Speaking of cellphones, the Alemán blog titillates readers by offering further details from the unfolding El Mundo investigation. He reports that:
Cellphones used for March 11 were unlocked in a phone shop owned by... a Spanish police officer. And not just any police officer: It was Maussili Kalaji, a Syrian born citizen who had been granted Spanish citizenship several years ago and entered the police department when he arrived in Spain [despite] his past as an Al Fatah member and as an agent for the Soviets' intelligence services.
Apparently as soon as [Kalaji] left the [Spanish] police academy, he was assigned to infiltrate extremist groups and so he got acquainted with such nice guys as Abu Dadah, currently under trial for the 9/11 plot and who will be on trial again in the future for his role on March 11. He also was assigned to the security detail of Judge Garzón, now on leave and teaching at a New York university — who insisted that, no matter what Aznar was saying on March 11, he knew from minute 1 that…the bombings had been by Islamic terrorists, not ETA. I think we know now why.
And that's not all: Kalaji's sister was the translator for the police in charge of translat[ing] the wiretapped conversations between the alleged March 11 culprits before the bombings. And his ex-wife, also a police officer, was the first to arrive at the scene where another key [piece of] evidence pointing to Islamic terrorists and not ETA was found: a white van with detonators and some tapes with Koranic verses. Socialists blame Aznar's government for hiding this but, of course, maybe its guys got there first....
The evidence presented thus far by El Mundo is, to be sure, inconclusive. Yet, it strongly suggests that at least some in the Spanish police may know considerably more about who was really behind the 3/11 bombings — attacks that undid the electoral fortunes of the Spanish government, brought to power socialists hostile to its most important domestic and foreign policies and precipitated changes in those policies that could only encourage terrorists to interfere in elections elsewhere.

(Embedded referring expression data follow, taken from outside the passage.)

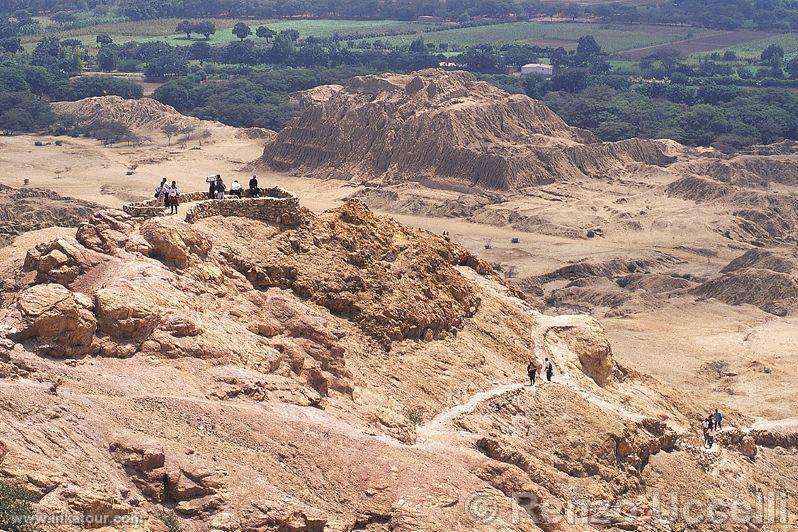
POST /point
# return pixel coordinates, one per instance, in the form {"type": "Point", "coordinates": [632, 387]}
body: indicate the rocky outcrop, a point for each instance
{"type": "Point", "coordinates": [60, 322]}
{"type": "Point", "coordinates": [767, 279]}
{"type": "Point", "coordinates": [27, 209]}
{"type": "Point", "coordinates": [446, 128]}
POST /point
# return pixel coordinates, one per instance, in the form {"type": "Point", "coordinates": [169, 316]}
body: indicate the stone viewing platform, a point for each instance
{"type": "Point", "coordinates": [275, 205]}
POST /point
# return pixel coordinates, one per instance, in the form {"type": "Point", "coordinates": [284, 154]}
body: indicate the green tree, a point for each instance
{"type": "Point", "coordinates": [206, 28]}
{"type": "Point", "coordinates": [185, 26]}
{"type": "Point", "coordinates": [241, 30]}
{"type": "Point", "coordinates": [418, 46]}
{"type": "Point", "coordinates": [292, 34]}
{"type": "Point", "coordinates": [200, 51]}
{"type": "Point", "coordinates": [167, 66]}
{"type": "Point", "coordinates": [283, 48]}
{"type": "Point", "coordinates": [104, 39]}
{"type": "Point", "coordinates": [265, 33]}
{"type": "Point", "coordinates": [573, 80]}
{"type": "Point", "coordinates": [23, 17]}
{"type": "Point", "coordinates": [175, 93]}
{"type": "Point", "coordinates": [106, 59]}
{"type": "Point", "coordinates": [792, 68]}
{"type": "Point", "coordinates": [11, 45]}
{"type": "Point", "coordinates": [536, 85]}
{"type": "Point", "coordinates": [773, 55]}
{"type": "Point", "coordinates": [16, 511]}
{"type": "Point", "coordinates": [587, 46]}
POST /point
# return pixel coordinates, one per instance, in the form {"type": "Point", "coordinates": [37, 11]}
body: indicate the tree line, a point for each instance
{"type": "Point", "coordinates": [780, 15]}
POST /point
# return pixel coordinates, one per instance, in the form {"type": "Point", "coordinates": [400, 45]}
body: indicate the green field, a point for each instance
{"type": "Point", "coordinates": [164, 29]}
{"type": "Point", "coordinates": [753, 49]}
{"type": "Point", "coordinates": [612, 37]}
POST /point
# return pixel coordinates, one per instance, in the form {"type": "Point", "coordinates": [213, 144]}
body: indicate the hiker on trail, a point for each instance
{"type": "Point", "coordinates": [549, 369]}
{"type": "Point", "coordinates": [174, 198]}
{"type": "Point", "coordinates": [532, 371]}
{"type": "Point", "coordinates": [160, 191]}
{"type": "Point", "coordinates": [254, 191]}
{"type": "Point", "coordinates": [711, 437]}
{"type": "Point", "coordinates": [212, 185]}
{"type": "Point", "coordinates": [235, 189]}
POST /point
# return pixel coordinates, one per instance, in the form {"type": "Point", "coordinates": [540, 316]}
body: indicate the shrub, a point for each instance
{"type": "Point", "coordinates": [170, 521]}
{"type": "Point", "coordinates": [16, 513]}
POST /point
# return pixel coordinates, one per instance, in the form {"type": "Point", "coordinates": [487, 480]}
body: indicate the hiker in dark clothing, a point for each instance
{"type": "Point", "coordinates": [532, 371]}
{"type": "Point", "coordinates": [254, 191]}
{"type": "Point", "coordinates": [174, 198]}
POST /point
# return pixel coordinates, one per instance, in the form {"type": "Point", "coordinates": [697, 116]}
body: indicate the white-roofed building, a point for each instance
{"type": "Point", "coordinates": [537, 68]}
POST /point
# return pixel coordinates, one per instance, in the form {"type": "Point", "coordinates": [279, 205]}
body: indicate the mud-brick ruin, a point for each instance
{"type": "Point", "coordinates": [275, 205]}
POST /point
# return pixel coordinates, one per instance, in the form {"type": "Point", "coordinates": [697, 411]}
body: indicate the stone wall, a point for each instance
{"type": "Point", "coordinates": [275, 205]}
{"type": "Point", "coordinates": [151, 208]}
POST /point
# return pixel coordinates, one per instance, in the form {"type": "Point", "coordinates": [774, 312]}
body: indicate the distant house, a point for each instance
{"type": "Point", "coordinates": [537, 68]}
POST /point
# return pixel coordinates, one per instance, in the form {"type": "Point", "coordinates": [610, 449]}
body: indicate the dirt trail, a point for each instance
{"type": "Point", "coordinates": [438, 424]}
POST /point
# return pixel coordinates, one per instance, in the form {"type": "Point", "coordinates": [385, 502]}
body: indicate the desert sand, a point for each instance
{"type": "Point", "coordinates": [629, 277]}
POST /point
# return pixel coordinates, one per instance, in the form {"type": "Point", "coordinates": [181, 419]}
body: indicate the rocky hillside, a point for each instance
{"type": "Point", "coordinates": [145, 115]}
{"type": "Point", "coordinates": [348, 373]}
{"type": "Point", "coordinates": [445, 128]}
{"type": "Point", "coordinates": [26, 209]}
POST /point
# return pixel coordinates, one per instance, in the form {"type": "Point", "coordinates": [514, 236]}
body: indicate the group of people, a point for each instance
{"type": "Point", "coordinates": [535, 366]}
{"type": "Point", "coordinates": [711, 425]}
{"type": "Point", "coordinates": [217, 188]}
{"type": "Point", "coordinates": [168, 195]}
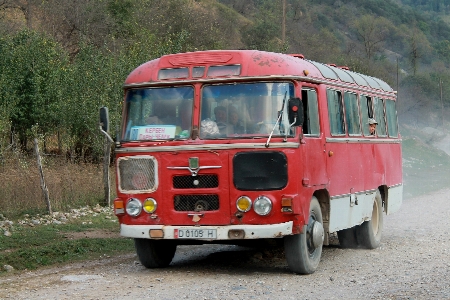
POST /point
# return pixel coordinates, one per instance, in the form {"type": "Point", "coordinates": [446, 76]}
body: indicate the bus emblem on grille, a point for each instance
{"type": "Point", "coordinates": [194, 166]}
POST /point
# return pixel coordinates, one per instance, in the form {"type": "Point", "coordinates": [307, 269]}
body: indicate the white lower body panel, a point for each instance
{"type": "Point", "coordinates": [350, 210]}
{"type": "Point", "coordinates": [251, 231]}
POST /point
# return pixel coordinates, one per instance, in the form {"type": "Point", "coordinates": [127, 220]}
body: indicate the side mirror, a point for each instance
{"type": "Point", "coordinates": [295, 112]}
{"type": "Point", "coordinates": [104, 119]}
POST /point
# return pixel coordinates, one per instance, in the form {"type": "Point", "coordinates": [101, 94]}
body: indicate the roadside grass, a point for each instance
{"type": "Point", "coordinates": [425, 168]}
{"type": "Point", "coordinates": [29, 248]}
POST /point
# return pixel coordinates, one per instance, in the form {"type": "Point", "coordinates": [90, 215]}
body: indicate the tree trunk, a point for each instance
{"type": "Point", "coordinates": [41, 174]}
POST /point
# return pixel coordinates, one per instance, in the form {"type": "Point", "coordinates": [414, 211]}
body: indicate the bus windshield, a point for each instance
{"type": "Point", "coordinates": [244, 109]}
{"type": "Point", "coordinates": [158, 113]}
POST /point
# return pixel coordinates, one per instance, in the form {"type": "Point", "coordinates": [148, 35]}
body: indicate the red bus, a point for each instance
{"type": "Point", "coordinates": [235, 146]}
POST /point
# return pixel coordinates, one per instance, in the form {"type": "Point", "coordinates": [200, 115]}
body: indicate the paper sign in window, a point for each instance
{"type": "Point", "coordinates": [153, 132]}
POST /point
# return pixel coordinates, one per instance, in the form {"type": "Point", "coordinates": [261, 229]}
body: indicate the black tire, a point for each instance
{"type": "Point", "coordinates": [347, 238]}
{"type": "Point", "coordinates": [369, 233]}
{"type": "Point", "coordinates": [155, 254]}
{"type": "Point", "coordinates": [302, 254]}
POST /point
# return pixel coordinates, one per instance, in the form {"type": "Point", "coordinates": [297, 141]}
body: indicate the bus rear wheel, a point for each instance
{"type": "Point", "coordinates": [303, 251]}
{"type": "Point", "coordinates": [155, 254]}
{"type": "Point", "coordinates": [368, 233]}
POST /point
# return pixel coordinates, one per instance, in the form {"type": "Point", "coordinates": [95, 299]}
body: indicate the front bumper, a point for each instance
{"type": "Point", "coordinates": [251, 231]}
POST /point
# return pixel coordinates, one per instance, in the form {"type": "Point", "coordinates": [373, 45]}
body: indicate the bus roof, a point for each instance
{"type": "Point", "coordinates": [244, 63]}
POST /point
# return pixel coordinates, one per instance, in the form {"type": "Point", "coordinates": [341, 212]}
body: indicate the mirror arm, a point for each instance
{"type": "Point", "coordinates": [106, 134]}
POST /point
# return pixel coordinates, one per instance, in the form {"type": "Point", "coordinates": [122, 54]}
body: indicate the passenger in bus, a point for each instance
{"type": "Point", "coordinates": [372, 126]}
{"type": "Point", "coordinates": [233, 118]}
{"type": "Point", "coordinates": [220, 113]}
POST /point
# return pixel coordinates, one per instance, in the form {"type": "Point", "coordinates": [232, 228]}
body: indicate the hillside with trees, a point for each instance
{"type": "Point", "coordinates": [62, 60]}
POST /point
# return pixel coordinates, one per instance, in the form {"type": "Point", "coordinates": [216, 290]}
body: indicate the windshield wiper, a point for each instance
{"type": "Point", "coordinates": [278, 120]}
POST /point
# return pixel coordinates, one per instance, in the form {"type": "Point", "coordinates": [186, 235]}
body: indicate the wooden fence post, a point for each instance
{"type": "Point", "coordinates": [41, 174]}
{"type": "Point", "coordinates": [106, 179]}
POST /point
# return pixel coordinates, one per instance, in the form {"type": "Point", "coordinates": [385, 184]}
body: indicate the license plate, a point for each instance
{"type": "Point", "coordinates": [195, 234]}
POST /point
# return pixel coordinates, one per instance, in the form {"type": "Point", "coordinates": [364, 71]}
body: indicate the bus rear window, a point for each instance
{"type": "Point", "coordinates": [352, 114]}
{"type": "Point", "coordinates": [215, 71]}
{"type": "Point", "coordinates": [391, 116]}
{"type": "Point", "coordinates": [379, 116]}
{"type": "Point", "coordinates": [173, 73]}
{"type": "Point", "coordinates": [335, 112]}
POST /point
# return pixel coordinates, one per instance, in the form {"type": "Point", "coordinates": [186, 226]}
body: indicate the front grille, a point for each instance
{"type": "Point", "coordinates": [196, 202]}
{"type": "Point", "coordinates": [137, 174]}
{"type": "Point", "coordinates": [195, 182]}
{"type": "Point", "coordinates": [255, 171]}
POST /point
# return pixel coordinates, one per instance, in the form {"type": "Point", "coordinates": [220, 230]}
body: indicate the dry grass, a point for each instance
{"type": "Point", "coordinates": [69, 184]}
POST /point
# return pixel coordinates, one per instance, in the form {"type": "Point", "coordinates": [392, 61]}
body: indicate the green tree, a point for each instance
{"type": "Point", "coordinates": [30, 63]}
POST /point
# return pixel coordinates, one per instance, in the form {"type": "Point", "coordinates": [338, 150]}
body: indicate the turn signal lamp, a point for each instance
{"type": "Point", "coordinates": [118, 207]}
{"type": "Point", "coordinates": [150, 205]}
{"type": "Point", "coordinates": [262, 205]}
{"type": "Point", "coordinates": [286, 204]}
{"type": "Point", "coordinates": [244, 204]}
{"type": "Point", "coordinates": [134, 207]}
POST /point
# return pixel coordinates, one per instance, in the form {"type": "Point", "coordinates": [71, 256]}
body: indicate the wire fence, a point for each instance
{"type": "Point", "coordinates": [72, 181]}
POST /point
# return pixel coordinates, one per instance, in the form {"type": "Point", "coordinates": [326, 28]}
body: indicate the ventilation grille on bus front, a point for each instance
{"type": "Point", "coordinates": [195, 182]}
{"type": "Point", "coordinates": [137, 174]}
{"type": "Point", "coordinates": [196, 202]}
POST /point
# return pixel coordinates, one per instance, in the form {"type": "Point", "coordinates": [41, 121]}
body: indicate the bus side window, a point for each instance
{"type": "Point", "coordinates": [352, 113]}
{"type": "Point", "coordinates": [335, 112]}
{"type": "Point", "coordinates": [379, 116]}
{"type": "Point", "coordinates": [366, 112]}
{"type": "Point", "coordinates": [311, 111]}
{"type": "Point", "coordinates": [391, 116]}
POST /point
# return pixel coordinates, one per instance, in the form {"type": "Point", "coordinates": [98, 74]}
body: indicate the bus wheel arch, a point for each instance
{"type": "Point", "coordinates": [369, 232]}
{"type": "Point", "coordinates": [303, 251]}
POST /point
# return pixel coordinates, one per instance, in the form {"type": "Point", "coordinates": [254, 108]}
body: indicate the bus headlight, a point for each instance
{"type": "Point", "coordinates": [134, 207]}
{"type": "Point", "coordinates": [150, 205]}
{"type": "Point", "coordinates": [262, 205]}
{"type": "Point", "coordinates": [244, 204]}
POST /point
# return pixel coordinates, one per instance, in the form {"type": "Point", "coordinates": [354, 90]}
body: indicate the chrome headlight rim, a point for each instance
{"type": "Point", "coordinates": [155, 205]}
{"type": "Point", "coordinates": [262, 205]}
{"type": "Point", "coordinates": [133, 207]}
{"type": "Point", "coordinates": [249, 203]}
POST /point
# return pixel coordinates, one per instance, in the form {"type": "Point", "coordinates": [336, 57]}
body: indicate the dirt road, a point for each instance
{"type": "Point", "coordinates": [412, 263]}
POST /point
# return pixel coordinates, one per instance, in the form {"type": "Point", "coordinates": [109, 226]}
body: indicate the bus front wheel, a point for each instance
{"type": "Point", "coordinates": [368, 233]}
{"type": "Point", "coordinates": [155, 254]}
{"type": "Point", "coordinates": [303, 251]}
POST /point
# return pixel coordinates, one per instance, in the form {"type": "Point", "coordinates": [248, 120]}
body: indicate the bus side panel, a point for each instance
{"type": "Point", "coordinates": [345, 213]}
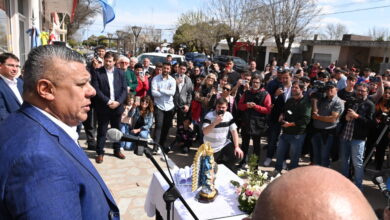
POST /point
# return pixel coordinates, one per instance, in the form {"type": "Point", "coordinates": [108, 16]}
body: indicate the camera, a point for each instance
{"type": "Point", "coordinates": [352, 103]}
{"type": "Point", "coordinates": [374, 79]}
{"type": "Point", "coordinates": [319, 89]}
{"type": "Point", "coordinates": [220, 112]}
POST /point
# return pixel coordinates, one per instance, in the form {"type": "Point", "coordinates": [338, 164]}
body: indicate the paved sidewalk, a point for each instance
{"type": "Point", "coordinates": [129, 179]}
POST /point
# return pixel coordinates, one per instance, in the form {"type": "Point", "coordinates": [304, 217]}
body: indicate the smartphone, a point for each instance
{"type": "Point", "coordinates": [137, 100]}
{"type": "Point", "coordinates": [220, 112]}
{"type": "Point", "coordinates": [374, 79]}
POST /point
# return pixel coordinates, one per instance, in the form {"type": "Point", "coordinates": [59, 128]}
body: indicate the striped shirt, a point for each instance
{"type": "Point", "coordinates": [218, 137]}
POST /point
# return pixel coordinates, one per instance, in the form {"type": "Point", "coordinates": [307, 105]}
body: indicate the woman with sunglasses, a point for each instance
{"type": "Point", "coordinates": [256, 105]}
{"type": "Point", "coordinates": [142, 119]}
{"type": "Point", "coordinates": [207, 91]}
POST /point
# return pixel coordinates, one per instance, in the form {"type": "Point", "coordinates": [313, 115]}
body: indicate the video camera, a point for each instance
{"type": "Point", "coordinates": [319, 89]}
{"type": "Point", "coordinates": [352, 103]}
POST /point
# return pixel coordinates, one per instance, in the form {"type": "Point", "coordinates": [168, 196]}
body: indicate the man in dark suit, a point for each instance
{"type": "Point", "coordinates": [111, 93]}
{"type": "Point", "coordinates": [11, 87]}
{"type": "Point", "coordinates": [183, 95]}
{"type": "Point", "coordinates": [49, 176]}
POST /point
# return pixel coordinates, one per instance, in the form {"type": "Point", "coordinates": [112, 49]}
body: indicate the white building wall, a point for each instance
{"type": "Point", "coordinates": [16, 18]}
{"type": "Point", "coordinates": [334, 51]}
{"type": "Point", "coordinates": [379, 52]}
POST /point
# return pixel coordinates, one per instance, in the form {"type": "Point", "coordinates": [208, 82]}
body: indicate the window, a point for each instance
{"type": "Point", "coordinates": [4, 25]}
{"type": "Point", "coordinates": [322, 58]}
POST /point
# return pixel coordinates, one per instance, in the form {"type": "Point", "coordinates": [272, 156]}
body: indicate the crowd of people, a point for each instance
{"type": "Point", "coordinates": [331, 113]}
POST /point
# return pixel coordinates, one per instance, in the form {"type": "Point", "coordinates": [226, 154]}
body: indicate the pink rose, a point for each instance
{"type": "Point", "coordinates": [248, 192]}
{"type": "Point", "coordinates": [256, 194]}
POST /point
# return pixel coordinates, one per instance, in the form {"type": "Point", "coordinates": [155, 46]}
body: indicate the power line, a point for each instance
{"type": "Point", "coordinates": [355, 10]}
{"type": "Point", "coordinates": [354, 3]}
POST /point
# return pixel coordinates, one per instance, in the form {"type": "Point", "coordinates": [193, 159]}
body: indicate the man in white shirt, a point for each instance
{"type": "Point", "coordinates": [111, 93]}
{"type": "Point", "coordinates": [183, 95]}
{"type": "Point", "coordinates": [163, 90]}
{"type": "Point", "coordinates": [11, 87]}
{"type": "Point", "coordinates": [216, 127]}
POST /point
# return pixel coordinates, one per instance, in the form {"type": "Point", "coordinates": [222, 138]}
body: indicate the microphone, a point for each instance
{"type": "Point", "coordinates": [378, 180]}
{"type": "Point", "coordinates": [116, 135]}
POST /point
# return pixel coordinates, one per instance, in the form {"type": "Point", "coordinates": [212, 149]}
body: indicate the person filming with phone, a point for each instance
{"type": "Point", "coordinates": [216, 127]}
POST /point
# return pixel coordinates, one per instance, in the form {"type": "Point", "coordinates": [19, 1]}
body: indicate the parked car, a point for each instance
{"type": "Point", "coordinates": [159, 57]}
{"type": "Point", "coordinates": [240, 65]}
{"type": "Point", "coordinates": [197, 58]}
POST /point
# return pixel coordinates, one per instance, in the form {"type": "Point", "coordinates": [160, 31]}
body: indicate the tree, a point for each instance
{"type": "Point", "coordinates": [237, 17]}
{"type": "Point", "coordinates": [197, 32]}
{"type": "Point", "coordinates": [73, 43]}
{"type": "Point", "coordinates": [85, 11]}
{"type": "Point", "coordinates": [335, 31]}
{"type": "Point", "coordinates": [286, 20]}
{"type": "Point", "coordinates": [378, 34]}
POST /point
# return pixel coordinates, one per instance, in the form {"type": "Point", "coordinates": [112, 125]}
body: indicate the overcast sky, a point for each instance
{"type": "Point", "coordinates": [163, 14]}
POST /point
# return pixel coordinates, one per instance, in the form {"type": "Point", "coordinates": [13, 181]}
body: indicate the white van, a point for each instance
{"type": "Point", "coordinates": [159, 57]}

Given the stakes for Spain, for its relations with the United States, and for the democratic world more generally, there should be few higher priorities than getting to the bottom of what may be Spain’s Terrorgate. As the current Spanish government might have reasons for resisting a no-holds-barred investigation, and those in Washington anxious to foster improved bilateral ties may be reluctant to press for one, it may fall to the sorts of citizen-activists and bloggers who thwarted Dan Rather’s notorious attempt to hijack America’s exercise of democracy in 2004 to find out precisely what happened to its Spanish counterpart.

http://www.nationalreview.com/gaffne...0505181246.asp



I could not find actual news. This is nothing. But in Spain every day comes ut more and more news, each of them more scary. If you understand spanish I can give you tons of links. I have opened a debate about this in the political area, may be you want to continue there...I would like every body to read what is going on in Spain.